Press-Republican

Guest Column

April 14, 2013

CV TEC changing at the top

I heard recently that Dr. Barry Mack, CV TEC director, is retiring in June. Along with Clinton Community College, CV TEC plays a critical role in ensuring that area employers have access to a highly trained workforce.

Both schools are key assets in attracting businesses to Clinton County and in ensuring that businesses stay and expand in the region.

Because of the important role CV TEC plays, my hope is that the search committee solicits input from both community and business leaders regarding what skill set the next director should have.

Not that anyone has asked me (or will); so I’ll just offer my input here.

While I’m sure there are arcane and bureaucratic requirements that the person serving as CV TEC director needs to have, my belief is that CV TEC doesn’t need an academician or bureaucrat as its next director.

CV TEC has plenty of each.

What CV TEC needs is a leader, someone entrepreneurial with marketing expertise who is capable of repositioning the school in the minds of parents, guidance counselors and students.

Repositioning an organization isn’t a blue-sky academic exercise, it’s hard work that requires a set of specific skills. Positioning the brand that is CV TEC is about how its customer base (students and employers) view the school. It’s more about what’s important to them, it’s less about what’s important to CV TEC.
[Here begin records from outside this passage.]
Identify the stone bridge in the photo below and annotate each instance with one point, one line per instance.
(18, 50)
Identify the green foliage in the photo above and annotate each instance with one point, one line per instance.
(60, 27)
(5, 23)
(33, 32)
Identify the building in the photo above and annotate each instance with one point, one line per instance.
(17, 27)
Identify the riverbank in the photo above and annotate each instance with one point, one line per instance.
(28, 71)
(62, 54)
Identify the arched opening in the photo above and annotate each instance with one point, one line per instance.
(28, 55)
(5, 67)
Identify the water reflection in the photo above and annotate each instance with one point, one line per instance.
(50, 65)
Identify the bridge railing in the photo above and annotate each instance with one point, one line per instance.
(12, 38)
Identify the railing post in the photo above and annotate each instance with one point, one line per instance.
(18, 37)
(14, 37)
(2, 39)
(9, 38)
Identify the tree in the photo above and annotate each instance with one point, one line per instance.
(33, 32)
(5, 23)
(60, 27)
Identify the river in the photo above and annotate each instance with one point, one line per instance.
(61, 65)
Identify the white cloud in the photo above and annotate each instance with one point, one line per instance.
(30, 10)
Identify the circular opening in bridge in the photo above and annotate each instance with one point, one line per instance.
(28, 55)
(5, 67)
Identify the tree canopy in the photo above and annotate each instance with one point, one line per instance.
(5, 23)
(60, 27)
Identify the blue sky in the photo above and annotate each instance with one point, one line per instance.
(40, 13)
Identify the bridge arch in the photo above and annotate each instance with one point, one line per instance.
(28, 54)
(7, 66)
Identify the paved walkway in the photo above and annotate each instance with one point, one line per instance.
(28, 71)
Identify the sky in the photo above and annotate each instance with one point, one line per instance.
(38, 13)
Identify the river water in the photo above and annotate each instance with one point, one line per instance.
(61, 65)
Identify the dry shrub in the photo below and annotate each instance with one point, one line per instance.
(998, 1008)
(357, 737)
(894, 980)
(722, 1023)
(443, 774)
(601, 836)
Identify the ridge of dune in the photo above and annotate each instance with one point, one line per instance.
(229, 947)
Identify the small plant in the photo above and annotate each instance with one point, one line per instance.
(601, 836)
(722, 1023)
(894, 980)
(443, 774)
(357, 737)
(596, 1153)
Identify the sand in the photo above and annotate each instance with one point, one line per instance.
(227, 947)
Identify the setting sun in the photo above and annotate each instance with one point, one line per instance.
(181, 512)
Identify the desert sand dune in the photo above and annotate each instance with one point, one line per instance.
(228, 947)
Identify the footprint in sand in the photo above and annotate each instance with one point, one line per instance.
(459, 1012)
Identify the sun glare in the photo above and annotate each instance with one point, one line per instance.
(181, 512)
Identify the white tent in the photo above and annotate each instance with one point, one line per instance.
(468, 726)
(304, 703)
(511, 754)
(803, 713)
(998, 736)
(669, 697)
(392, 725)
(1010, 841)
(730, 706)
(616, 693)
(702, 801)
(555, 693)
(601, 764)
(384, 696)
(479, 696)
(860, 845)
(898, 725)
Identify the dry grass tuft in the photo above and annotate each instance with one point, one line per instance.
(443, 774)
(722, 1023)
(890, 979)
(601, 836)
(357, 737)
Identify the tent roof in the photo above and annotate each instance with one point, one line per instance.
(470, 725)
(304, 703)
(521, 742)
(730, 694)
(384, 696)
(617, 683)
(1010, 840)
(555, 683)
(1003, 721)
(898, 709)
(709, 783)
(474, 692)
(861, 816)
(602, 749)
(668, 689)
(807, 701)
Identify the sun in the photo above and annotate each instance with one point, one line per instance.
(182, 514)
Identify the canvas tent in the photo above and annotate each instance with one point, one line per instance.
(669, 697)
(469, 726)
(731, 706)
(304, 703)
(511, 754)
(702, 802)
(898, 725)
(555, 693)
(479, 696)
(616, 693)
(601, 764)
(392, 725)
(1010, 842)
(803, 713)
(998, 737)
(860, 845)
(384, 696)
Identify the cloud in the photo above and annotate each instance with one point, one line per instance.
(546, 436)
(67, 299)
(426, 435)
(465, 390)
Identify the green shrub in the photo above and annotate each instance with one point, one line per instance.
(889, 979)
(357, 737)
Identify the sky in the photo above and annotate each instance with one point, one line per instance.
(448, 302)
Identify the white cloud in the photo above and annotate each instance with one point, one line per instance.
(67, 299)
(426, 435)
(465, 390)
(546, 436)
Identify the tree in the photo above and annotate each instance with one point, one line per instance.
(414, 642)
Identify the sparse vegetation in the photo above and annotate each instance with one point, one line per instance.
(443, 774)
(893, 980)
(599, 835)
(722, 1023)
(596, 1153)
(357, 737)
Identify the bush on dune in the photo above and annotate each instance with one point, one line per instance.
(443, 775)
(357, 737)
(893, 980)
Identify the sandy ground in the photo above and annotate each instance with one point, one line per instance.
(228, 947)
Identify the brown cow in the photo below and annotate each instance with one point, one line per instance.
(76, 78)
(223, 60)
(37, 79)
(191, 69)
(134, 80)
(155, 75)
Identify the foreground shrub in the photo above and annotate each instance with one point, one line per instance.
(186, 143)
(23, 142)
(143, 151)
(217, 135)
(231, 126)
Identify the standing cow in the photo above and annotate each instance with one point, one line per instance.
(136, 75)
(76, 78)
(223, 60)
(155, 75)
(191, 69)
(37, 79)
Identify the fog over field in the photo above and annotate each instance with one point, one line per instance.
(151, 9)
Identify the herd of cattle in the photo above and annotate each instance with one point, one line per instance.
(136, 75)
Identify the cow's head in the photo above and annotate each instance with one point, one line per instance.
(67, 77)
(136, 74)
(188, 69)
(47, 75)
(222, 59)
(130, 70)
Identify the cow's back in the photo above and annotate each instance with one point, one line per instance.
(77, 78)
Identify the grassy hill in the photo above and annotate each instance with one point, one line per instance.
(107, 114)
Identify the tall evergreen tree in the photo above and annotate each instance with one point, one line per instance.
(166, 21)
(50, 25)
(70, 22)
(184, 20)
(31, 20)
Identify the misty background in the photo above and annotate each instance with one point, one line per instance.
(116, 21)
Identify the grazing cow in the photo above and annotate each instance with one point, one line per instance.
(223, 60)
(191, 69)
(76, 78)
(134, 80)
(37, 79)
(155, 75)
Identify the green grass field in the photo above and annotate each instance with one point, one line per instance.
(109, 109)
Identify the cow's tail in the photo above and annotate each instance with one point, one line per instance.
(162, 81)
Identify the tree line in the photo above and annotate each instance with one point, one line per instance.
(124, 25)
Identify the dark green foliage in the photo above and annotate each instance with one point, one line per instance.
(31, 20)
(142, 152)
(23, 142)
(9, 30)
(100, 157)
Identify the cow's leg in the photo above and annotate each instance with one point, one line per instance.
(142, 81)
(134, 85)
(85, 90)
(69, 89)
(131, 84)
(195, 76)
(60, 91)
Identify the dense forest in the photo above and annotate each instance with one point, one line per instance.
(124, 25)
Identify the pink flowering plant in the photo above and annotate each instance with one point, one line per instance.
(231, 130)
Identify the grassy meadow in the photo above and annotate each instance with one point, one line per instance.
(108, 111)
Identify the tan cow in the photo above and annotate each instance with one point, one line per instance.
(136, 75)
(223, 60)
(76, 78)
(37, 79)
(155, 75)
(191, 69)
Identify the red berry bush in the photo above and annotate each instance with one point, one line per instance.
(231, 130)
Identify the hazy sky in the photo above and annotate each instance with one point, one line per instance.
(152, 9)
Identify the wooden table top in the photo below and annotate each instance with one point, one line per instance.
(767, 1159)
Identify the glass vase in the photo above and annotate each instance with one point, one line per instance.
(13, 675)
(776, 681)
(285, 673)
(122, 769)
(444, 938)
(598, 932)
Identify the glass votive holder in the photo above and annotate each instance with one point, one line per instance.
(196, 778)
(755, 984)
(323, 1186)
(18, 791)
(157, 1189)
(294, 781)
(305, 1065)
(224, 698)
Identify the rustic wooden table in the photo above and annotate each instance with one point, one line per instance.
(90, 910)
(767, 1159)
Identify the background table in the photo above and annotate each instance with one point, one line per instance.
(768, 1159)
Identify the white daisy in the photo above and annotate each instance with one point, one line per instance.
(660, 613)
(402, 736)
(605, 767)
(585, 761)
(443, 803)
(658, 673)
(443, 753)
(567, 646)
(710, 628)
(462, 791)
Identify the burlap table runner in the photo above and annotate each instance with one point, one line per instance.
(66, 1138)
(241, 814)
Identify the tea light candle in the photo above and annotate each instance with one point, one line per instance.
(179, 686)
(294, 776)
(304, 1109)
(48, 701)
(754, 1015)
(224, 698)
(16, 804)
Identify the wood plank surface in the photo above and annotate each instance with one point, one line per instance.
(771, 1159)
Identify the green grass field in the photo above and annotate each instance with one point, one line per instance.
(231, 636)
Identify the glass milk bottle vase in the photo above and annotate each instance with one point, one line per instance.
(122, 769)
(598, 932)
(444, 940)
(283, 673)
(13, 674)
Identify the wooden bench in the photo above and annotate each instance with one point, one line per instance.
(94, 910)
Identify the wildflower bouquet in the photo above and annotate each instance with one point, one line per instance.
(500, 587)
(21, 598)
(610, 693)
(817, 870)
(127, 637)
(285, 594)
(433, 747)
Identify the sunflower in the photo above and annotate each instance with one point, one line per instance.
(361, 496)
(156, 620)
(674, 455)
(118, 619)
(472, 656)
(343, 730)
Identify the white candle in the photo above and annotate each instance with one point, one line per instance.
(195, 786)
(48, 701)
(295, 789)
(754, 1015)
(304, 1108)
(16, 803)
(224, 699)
Essentially, CV TEC is a proprietary training institution that competes with “traditional” high schools for students in the same way that other businesses compete for customers. CV TEC operates similarly to a for-profit training institution. Its budget is predicated on the number of students who enroll.

And enrollments are down.

Why?

Well, for many, there’s a stigma associated with attending CV TEC. For decades, parents, teachers, guidance counselors and the media have driven home the point that to be “successful” you need to earn a college degree. A bachelor’s degree was the ticket that allowed entry to the middle class. Over the years, attending a “vocational school” became viewed as the place where high-school students went who weren’t doing well enough academically to be accepted at a college or university.